Are Androgens Related to Aggression in House Wrens?

Elevated circulating testosterone levels are hypothesized to allow male animals to direct resources into territorial and mating behaviors at the expense of reducing paternal care of offspring. For this hypothesis to apply, testosterone must facilitate territorial/mating behaviors and have antagonistic effects on paternal care, but this pattern has only been supported in some, not all, species. I tested whether androgens correlate with aggressive behaviors in male house wrens ( Troglodytes aedon), a double‐brooded species where paternal and aggressive behaviors overlap temporally. House wrens may therefore benefit from having a hormonal mechanism that allows males to rapidly change behavioral states. However, I found no evidence that androgens (testosterone and 5α‐dihydrotestosterone) relate to aggression in house wrens: Androgens did not increase in response to playback, and endogenous‐circulating androgens were not correlated with how aggressively males responded to those playbacks. Moreover, androgen levels were low during the pre‐breeding stage of the second brood, when many males establish new territories and attract new mates. This study adds to a growing body of the literature suggesting that the relationship between circulating androgens and aggressive behavior is more complex than originally thought.     

Variation in steroid hormone levels among Caribbean Anolis lizards: Endocrine system convergence?

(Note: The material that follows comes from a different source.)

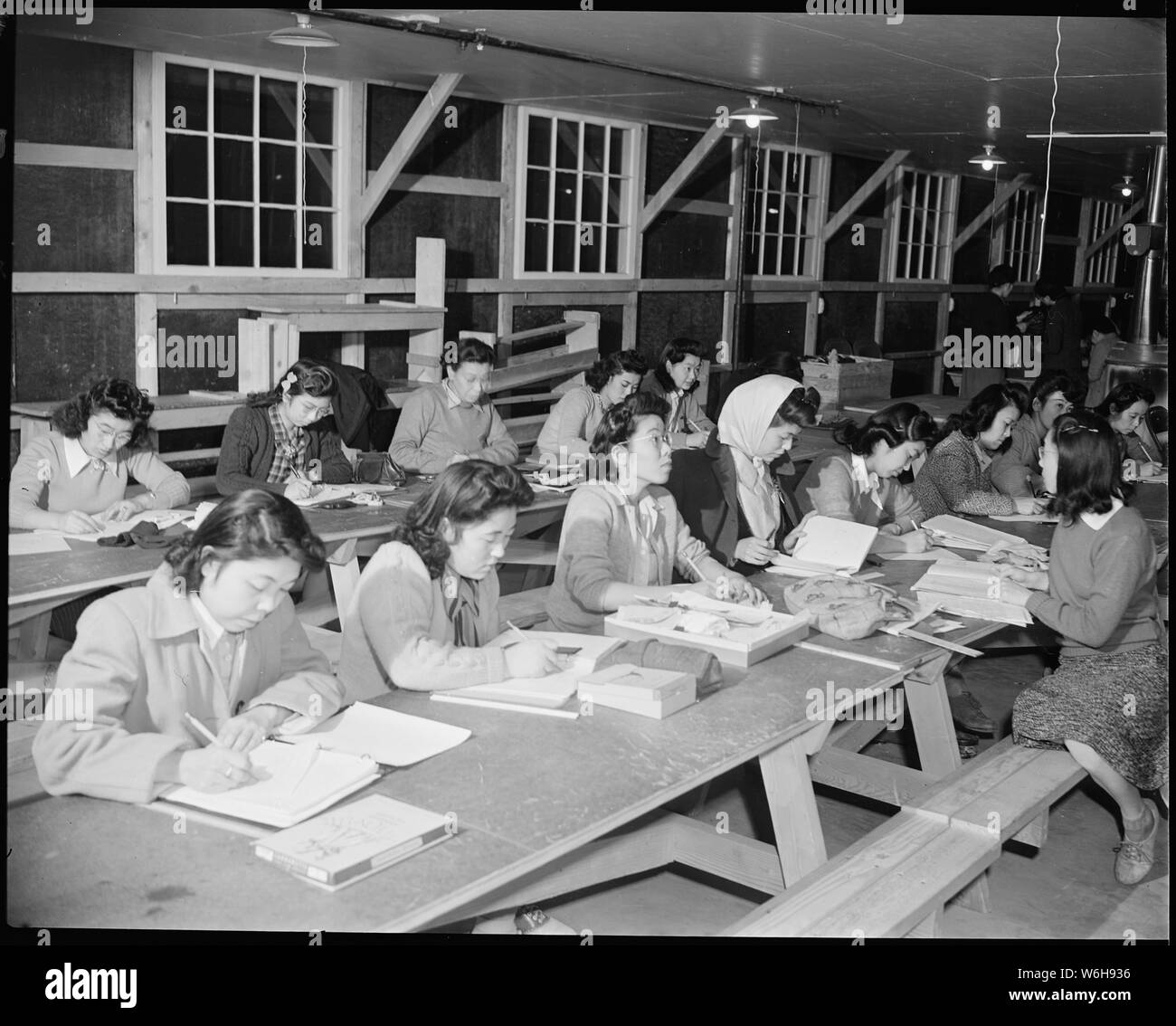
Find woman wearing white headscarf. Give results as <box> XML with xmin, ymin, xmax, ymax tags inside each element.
<box><xmin>668</xmin><ymin>375</ymin><xmax>820</xmax><ymax>573</ymax></box>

Variation in aggression among species can be due to a number of proximate and ultimate factors, leading to patterns of divergent and convergent evolution of behavior among even closely related species. Caribbean Anolis lizards are well known for their convergence in microhabitat use and morphology, but they also display marked convergence in social behavior and patterns of aggression. We studied 18 Anolis species across six ecomorphs on four different Caribbean islands to test four main hypotheses. We hypothesized that species differences in aggression would be due to species differences in circulating testosterone (T), a steroid hormone implicated in numerous studies across vertebrate taxa as a primary determinant of social behavior; more aggressive species were expected to have higher baseline concentrations of T and corticosterone. We further hypothesized that low-T species would increase T and corticosterone levels during a social challenge. Within three of the four island assemblages studied we found differences in T levels among species within an island that differ in aggression, but in the opposite pattern than predicted: more aggressive species had lower baseline T than the least aggressive species. The fourth island, Puerto Rico, showed the pattern of baseline T levels among species we predicted. There were no patterns of corticosterone levels among species or ecomorphs. One of the two species tested increased T in response to a social challenge, but neither species elevated corticosterone. Our results suggest that it is possible for similarities in aggression among closely related species to evolve via different proximate mechanisms.